01/06/2025
Enquanto eu não tinha mais do que uma cama e alguns livros, eu era livre — e feliz.
Mas bastou adquirir nove galinhas e um galo para minha alma ser corrompida. A propriedade me deformou. Tornou-me cruel.
Para cada nova galinha que comprava, amarrava-a por dois dias a uma árvore. Era meu método brutal de apagar da memória frágil do animal qualquer vestígio de afeto pelo antigo lar.
Remendei cercas, levantei barreiras, erigi muros não apenas contra as raposas — de quatro ou de duas patas — mas contra a própria ideia de vizinhança.

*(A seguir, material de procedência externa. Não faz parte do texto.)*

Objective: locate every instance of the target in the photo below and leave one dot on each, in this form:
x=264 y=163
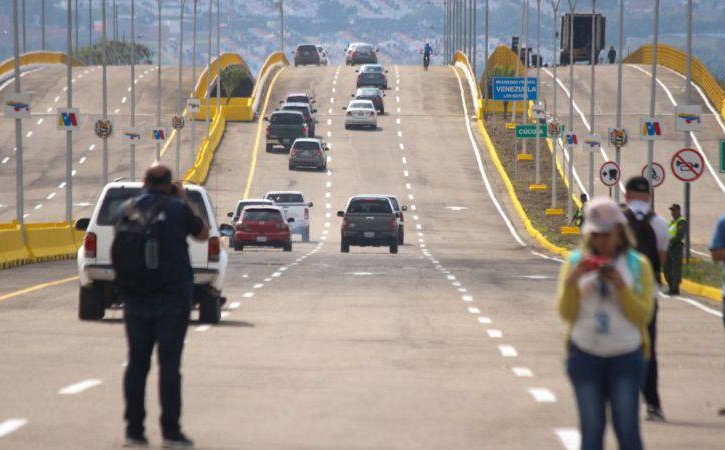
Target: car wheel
x=90 y=303
x=210 y=308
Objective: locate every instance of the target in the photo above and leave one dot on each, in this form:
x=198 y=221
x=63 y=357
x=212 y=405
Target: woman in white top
x=605 y=295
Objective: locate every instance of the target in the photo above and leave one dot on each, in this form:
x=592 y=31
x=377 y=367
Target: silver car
x=361 y=113
x=308 y=152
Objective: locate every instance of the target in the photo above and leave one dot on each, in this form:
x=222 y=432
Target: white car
x=361 y=113
x=295 y=207
x=208 y=259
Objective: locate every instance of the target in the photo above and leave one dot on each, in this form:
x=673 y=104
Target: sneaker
x=655 y=414
x=136 y=441
x=177 y=441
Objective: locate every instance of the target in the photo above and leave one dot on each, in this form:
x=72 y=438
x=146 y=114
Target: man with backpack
x=155 y=282
x=652 y=234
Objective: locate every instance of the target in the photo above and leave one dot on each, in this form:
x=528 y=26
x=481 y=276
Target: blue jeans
x=600 y=380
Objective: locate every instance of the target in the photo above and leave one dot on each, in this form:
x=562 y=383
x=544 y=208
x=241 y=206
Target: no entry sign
x=687 y=164
x=657 y=175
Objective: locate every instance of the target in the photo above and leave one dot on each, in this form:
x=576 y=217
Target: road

Tracei uma linha entre mim e o outro. Uma linha invisível, mas carregada de veneno.
Dividi o mundo: de um lado, eu — proprietário. Do outro, os que podiam me roubar. Inventei o crime. E com ele, nasceu em mim o medo.
Passei a lançar sobre o mundo um olhar hostil. O vizinho, antes indiferente, tornou-se ameaça.
Seu galo — mais velho, mais viril — pulou a cerca e roubou minhas galinhas. Atirei pedras. Reivindiquei os ovos.
Ele me odiou. Eu retribuí. Seus olhos agora espreitam a cerca como os meus: cheios de desconfiança.
Suas galinhas cruzaram a fronteira e devoraram o milho dos meus. Enfurecido, matei uma. Ele não aceitou dinheiro.
Retirou o cadáver como se fosse um mártir. Exibiu-o aos amigos. E o que era um desentendimento virou lenda: eu, o brutal.
Aumentei as cercas. Redobrei a vigilância.
O vizinho tem um cão. Eu, em breve, terei um revólver.
Onde está a paz de antes? Onde está aquele homem que lia, sonhava e dormia em silêncio?
A propriedade me envenenou.
Já não sou apenas um ser humano.
Sou um dono.
E o mal tomou conta de mim.
("Galinhas", do anarquista Rafael Barrett, Paraguai, 1910.)